Birçoğumuz hipnozu, “Bilincin kaybolması ve derin şuursuzluk durumuna geçmek” olarak biliyoruz. Hâlbuki hipnoz, beyin dalgalarının beta seviyeden alfa seviyesine inmesiyle başlar. Yani hipnoz, kişinin bilinç hâlinin içe dönerek yavaşlaması, kişinin kendi iç alanlarını hissedebilmesi şeklinde zuhur eder. Günümüzde neredeyse %90’ını hipnotik olarak yaşadığımız bilimsel araştırmalarca da malumdur.
Bu açıdan bakıldığında, Kökcanlandırmak Sunumu da bir bakıma içe yöneliş olduğundan hipnotik gibi görünmektedir. Fakat; kişi iç dünyasına, hissettiklerine odaklanır. Bilinci yerindedir. Aynı zamanda hipnoz seanslarında yapıldığı gibi, kişinin bu seviyeye inmesi için bir ön hazırlık ve bilinci yönlendirme yapılmaz. Alanın özelliği de buradan gelir.

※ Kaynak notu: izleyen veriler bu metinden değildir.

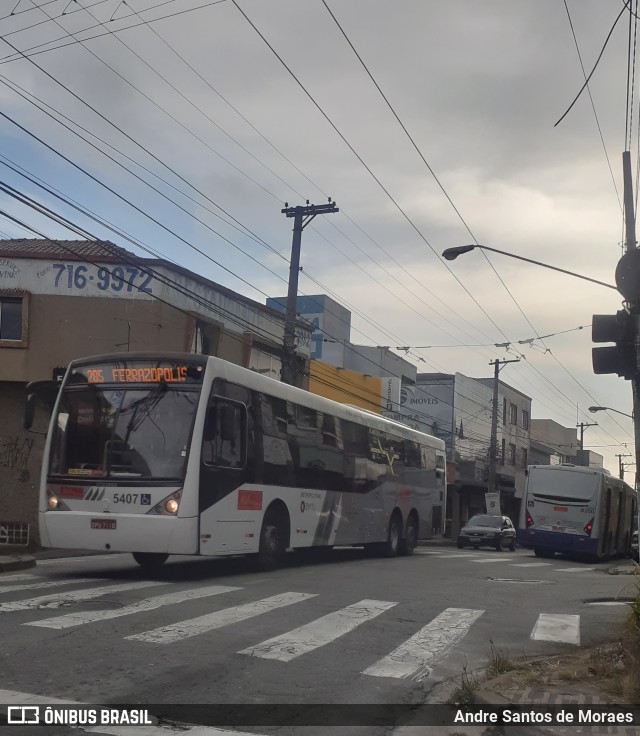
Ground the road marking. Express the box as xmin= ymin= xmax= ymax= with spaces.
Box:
xmin=531 ymin=613 xmax=580 ymax=646
xmin=0 ymin=581 xmax=167 ymax=613
xmin=23 ymin=585 xmax=241 ymax=629
xmin=0 ymin=577 xmax=103 ymax=593
xmin=0 ymin=690 xmax=86 ymax=707
xmin=37 ymin=552 xmax=128 ymax=567
xmin=556 ymin=567 xmax=596 ymax=572
xmin=363 ymin=608 xmax=484 ymax=681
xmin=238 ymin=600 xmax=398 ymax=662
xmin=125 ymin=593 xmax=317 ymax=644
xmin=464 ymin=557 xmax=511 ymax=565
xmin=586 ymin=601 xmax=631 ymax=606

Sunumlardaki içe yönelişin bir farkı vardır. Kişi kendi duygularının değil, “yüklenilen ne ise” onun hislerine, enerjisine odaklanır. Kimliğini geçici bir süre devre dışı bırakır. Bilinci her zaman olduğundan daha çok yerindedir. İstediği anda girmiş olduğu kimliğin dışına çıkabilir. Bu hususta ifade ettiklerim ise birebir sunum esnasında tecrübe edilerek algılanabilir.